Selective coupling of α₂-adrenergic receptor subtypes to cyclic AMP-dependent reporter gene expression in transiently transfected JEG-3 cells

A cAMP-dependent reporter gene has been used in transiently transfected human choriocarcinoma (JEG-3) cells to examine the second messenger coupling of the human α₂-adrenergic receptor subtypes. The reporter gene consists of a cAMP response element linked to the gene for chloramphenicol acetyltransferase (CAT). Plasmids encoding the α₂-C10 (α_2A), α₂-C2 (α_2B), or α₂-C4 (α_2C) receptor subtypes were co-transfected with a plasmid containing the reporter gene, and the ability of α₂ receptor agonists to influence forskolin-stimulated CAT expression was examined.

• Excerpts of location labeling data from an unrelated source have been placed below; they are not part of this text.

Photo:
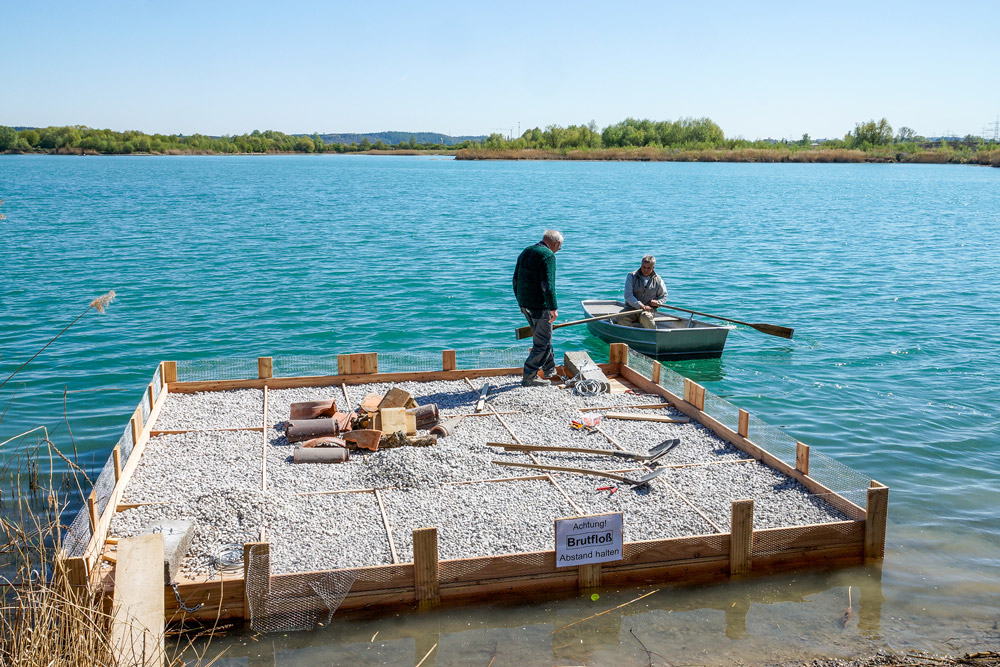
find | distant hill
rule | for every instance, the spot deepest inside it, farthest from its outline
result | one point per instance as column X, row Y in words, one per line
column 393, row 138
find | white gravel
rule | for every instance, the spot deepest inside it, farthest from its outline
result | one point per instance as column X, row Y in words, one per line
column 192, row 464
column 214, row 477
column 522, row 520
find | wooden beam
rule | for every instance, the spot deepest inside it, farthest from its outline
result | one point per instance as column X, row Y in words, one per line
column 138, row 602
column 448, row 362
column 169, row 371
column 427, row 586
column 875, row 522
column 802, row 458
column 332, row 380
column 741, row 537
column 343, row 364
column 265, row 366
column 589, row 575
column 136, row 425
column 648, row 418
column 388, row 528
column 116, row 460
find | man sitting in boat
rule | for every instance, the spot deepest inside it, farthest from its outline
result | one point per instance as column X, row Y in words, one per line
column 644, row 290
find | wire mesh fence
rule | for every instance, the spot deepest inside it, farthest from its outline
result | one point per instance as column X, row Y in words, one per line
column 828, row 471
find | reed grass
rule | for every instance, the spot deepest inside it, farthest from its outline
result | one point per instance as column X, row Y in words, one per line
column 44, row 619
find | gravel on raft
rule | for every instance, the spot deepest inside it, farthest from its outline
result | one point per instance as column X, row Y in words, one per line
column 487, row 519
column 327, row 532
column 215, row 478
column 236, row 408
column 221, row 517
column 778, row 500
column 192, row 464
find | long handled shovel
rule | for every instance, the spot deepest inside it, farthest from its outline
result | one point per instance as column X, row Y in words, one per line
column 645, row 479
column 525, row 332
column 654, row 454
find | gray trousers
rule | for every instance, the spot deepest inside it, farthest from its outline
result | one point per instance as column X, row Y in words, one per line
column 542, row 356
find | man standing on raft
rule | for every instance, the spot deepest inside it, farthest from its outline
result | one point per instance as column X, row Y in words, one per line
column 535, row 289
column 645, row 291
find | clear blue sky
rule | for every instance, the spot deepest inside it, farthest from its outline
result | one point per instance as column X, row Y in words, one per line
column 758, row 69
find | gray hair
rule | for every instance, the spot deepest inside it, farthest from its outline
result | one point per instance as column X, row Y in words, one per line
column 552, row 236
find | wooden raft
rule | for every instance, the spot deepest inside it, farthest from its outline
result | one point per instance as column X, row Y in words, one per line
column 700, row 558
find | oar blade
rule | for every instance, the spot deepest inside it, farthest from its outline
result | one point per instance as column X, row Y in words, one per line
column 773, row 329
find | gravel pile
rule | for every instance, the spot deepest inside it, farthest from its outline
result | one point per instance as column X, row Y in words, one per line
column 651, row 512
column 327, row 532
column 212, row 409
column 221, row 518
column 778, row 500
column 192, row 464
column 478, row 519
column 214, row 477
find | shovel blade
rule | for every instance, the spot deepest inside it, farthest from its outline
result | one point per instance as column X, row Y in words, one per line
column 645, row 479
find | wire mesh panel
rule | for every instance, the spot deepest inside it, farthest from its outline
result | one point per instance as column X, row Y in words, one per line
column 406, row 362
column 721, row 409
column 298, row 366
column 231, row 368
column 292, row 602
column 770, row 542
column 508, row 357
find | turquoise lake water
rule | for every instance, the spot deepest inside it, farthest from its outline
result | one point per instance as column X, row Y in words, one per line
column 888, row 273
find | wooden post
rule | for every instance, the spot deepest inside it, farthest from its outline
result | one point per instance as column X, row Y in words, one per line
column 136, row 424
column 137, row 625
column 264, row 367
column 77, row 576
column 741, row 537
column 116, row 459
column 802, row 458
column 170, row 371
column 694, row 393
column 260, row 549
column 618, row 354
column 589, row 575
column 343, row 364
column 875, row 521
column 448, row 362
column 425, row 571
column 92, row 511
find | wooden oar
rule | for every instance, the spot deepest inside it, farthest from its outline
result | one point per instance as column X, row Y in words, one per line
column 772, row 329
column 525, row 332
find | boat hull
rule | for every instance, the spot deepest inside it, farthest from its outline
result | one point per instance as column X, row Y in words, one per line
column 674, row 337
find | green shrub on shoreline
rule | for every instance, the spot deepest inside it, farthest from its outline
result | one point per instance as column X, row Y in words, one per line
column 683, row 140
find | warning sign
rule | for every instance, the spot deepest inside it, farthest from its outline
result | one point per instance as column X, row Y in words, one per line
column 589, row 539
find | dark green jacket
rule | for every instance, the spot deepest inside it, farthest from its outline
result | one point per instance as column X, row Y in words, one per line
column 535, row 278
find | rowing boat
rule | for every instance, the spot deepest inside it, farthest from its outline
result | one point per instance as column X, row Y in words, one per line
column 674, row 337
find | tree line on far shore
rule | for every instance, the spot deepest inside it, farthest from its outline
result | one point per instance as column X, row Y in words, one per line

For α₂-C10, agonists had a biphasic effect on forskolin-stimulated CAT expression. Thus, low (nanomolar) concentrations of agonist inhibited CAT expression by ∼60%, whereas high (micromolar) concentrations reversed this inhibition and could even potentiate CAT expression by as much as 140%. A significantly different pattern of coupling was observed for the other α₂ receptor subtypes. For α₂-C4, agonists only inhibited forskolin-stimulated CAT expression, whereas for α₂-C2 only potentiation of expression was seen. Each of these responses was specifically blocked by α₂- but not α₁- or β-adrenergic receptor antagonists. For α₂-C4, the inhibition of forskolin-stimulated CAT expression was prevented by pretreatment of the cells with pertussis toxin. This was also true for the inhibition obtained with α₂-C10. The potentiation of CAT expression, however, was not prevented by pertussis toxin pretreatment in cells transfected with either α₂-C2 or α₂-C10. In this transient expression system, each α₂-adrenergic receptor subtype had access to the same complement of G proteins, adenylyl cyclase, and other second messengers. It would appear, therefore, that the potential for the activation of unique intracellular responses exists even among closely related receptor subtypes.